Yes, last night’s performance by Tom Brady was brilliant. Yes, Bill Belichick somehow convinced his team they were still in it, even when they were down 28-3 midway through the third quarter.
Together, they have a 183-52 regular season record (.778 win percentage) and a 25-9 postseason record (.735 win percentage). The pair have been to the Super Bowl 7 times, winning 5 of them, all in dramatic fashion.
Perhaps none of those Super Bowl wins was more dramatic than last night’s heart-stopping 34-28 win over the Atlanta Falcons.
But one thing all these numbers can’t compute is the heart of a champion.
While Brady and Belichick played a pivotal role in that victory, to throw it all on them overlooks the other contributions that made it possible for those two to be lifting a record 5th Lombardi Trophy.
- There was linebacker Dont’a Hightower’s sack of Falcons QB Matt Ryan, forcing a fumble that his teammate Alan Branch recovered in the middle of the 4th
- There was wide receiver Danny Amendola hauling in a 17-yard reception on a 4th down in the 3rd
- And then there was Julian Edelman’s miracle catch, drawing comparisons to David Tyree’s helmet catch in the 2008 Super Bowl which the Pats lost, before the two-minute warning in the 4th
Look down the Patriots 53-man roster and you found players – Chris Long, James White, Chris Hogan, Ryan Allen and Trey Flowers – contributing in big ways and small. The game was indicative of a system better known as the Patriots Way that emphasizes team first.

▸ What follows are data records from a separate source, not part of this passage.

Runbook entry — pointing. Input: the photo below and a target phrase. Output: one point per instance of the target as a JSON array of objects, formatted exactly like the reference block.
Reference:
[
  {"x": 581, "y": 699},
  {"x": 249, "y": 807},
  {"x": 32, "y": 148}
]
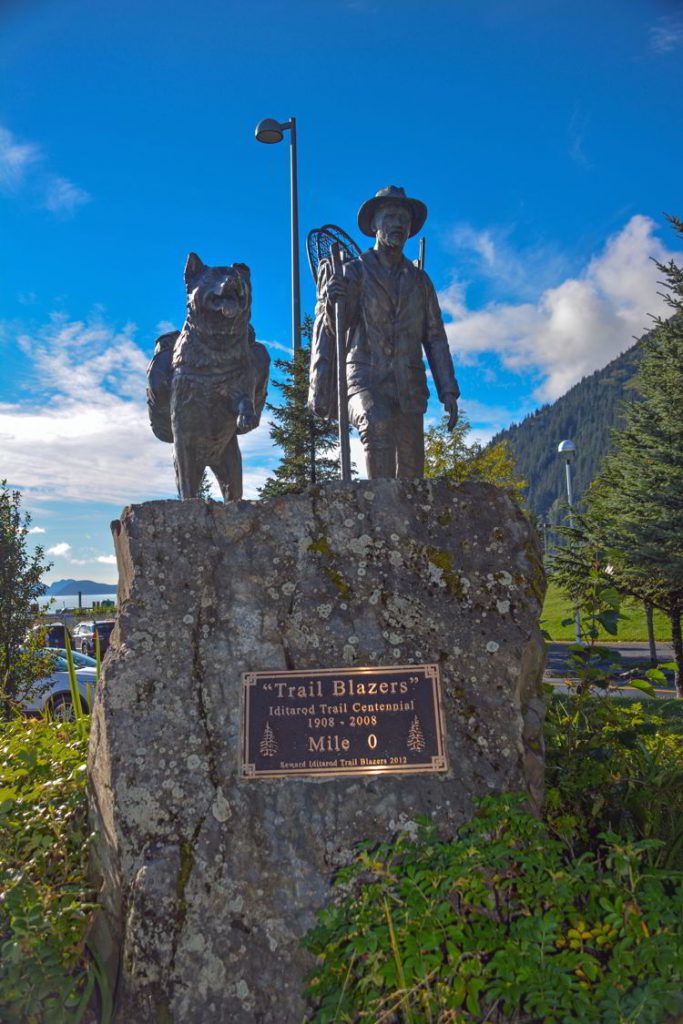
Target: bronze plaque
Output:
[{"x": 342, "y": 722}]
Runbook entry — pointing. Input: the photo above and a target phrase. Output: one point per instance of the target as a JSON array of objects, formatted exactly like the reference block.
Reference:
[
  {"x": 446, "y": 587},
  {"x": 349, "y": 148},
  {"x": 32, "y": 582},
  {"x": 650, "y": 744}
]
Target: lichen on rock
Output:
[{"x": 209, "y": 880}]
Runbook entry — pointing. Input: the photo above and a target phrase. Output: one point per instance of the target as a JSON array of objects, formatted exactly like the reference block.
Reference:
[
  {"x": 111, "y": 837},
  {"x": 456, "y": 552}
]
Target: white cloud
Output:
[
  {"x": 573, "y": 328},
  {"x": 59, "y": 549},
  {"x": 667, "y": 34},
  {"x": 23, "y": 170},
  {"x": 62, "y": 196},
  {"x": 85, "y": 435},
  {"x": 15, "y": 159},
  {"x": 488, "y": 254}
]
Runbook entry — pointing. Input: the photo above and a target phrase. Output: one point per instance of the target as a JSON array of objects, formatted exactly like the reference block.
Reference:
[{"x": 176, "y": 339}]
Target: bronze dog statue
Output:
[{"x": 207, "y": 383}]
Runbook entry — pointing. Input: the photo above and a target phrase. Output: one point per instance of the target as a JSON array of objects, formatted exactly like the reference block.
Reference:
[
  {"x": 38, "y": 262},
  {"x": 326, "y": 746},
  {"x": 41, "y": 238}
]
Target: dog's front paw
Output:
[{"x": 247, "y": 420}]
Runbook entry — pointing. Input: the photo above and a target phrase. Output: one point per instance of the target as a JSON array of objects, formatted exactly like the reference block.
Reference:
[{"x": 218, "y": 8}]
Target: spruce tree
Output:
[
  {"x": 305, "y": 440},
  {"x": 635, "y": 508}
]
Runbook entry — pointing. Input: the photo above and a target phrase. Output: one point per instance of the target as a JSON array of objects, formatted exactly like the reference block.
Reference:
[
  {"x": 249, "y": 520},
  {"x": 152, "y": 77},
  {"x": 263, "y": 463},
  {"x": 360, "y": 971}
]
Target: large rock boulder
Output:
[{"x": 209, "y": 879}]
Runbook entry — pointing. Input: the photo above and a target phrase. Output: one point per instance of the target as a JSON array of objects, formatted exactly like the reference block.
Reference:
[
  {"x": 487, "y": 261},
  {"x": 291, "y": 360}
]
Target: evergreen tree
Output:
[
  {"x": 635, "y": 508},
  {"x": 304, "y": 439},
  {"x": 450, "y": 454},
  {"x": 19, "y": 588}
]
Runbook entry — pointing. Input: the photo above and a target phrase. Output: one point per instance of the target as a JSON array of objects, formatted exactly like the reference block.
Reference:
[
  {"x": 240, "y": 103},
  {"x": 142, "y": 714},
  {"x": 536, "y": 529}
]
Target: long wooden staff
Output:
[{"x": 342, "y": 395}]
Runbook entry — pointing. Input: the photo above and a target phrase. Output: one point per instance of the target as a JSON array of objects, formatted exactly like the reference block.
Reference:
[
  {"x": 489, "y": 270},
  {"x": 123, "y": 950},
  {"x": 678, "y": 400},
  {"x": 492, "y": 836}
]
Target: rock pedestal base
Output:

It’s a grade school approach to sports that doesn’t always work in the pros, but it does with the Patriots. They have players who buy into the philosophy, starting with Brady. He has done so since 2001 and his teammates have followed suit; the result has been a sustained level of excellence rarely seen in professional sports.
In any collaborative effort, success starts at the top and funnels its way down. This is why Belichick refused to glom onto any praise that came his way after Sunday’s victory vaulted him past Chuck Noll for most Super Bowl wins by a head coach. “The most important thing tonight is the team win,” he said. “I am happy for our team, our players and our organization. Everybody worked so hard for this. The only reason I am here is because of what our players did, what our assistant coaches and coordinators did, but Chuck Noll is a tremendous coach, a tremendous legacy. I coached against Chuck in his final game. I always admired Chuck and his style. The way his teams played. It is an honor to even be mentioned in the same sentence with Chuck Noll. Tonight is really about our team. It is not about some record or something like that. It is about what our team accomplished. They deserve to be champions. They earned it tonight.”
If you’re wondering how and why the Patriots won on Sunday, and how they’ve been so good for so long, look at that quote again. It’s not about Brady. Or Belichick. It’s about the entire team.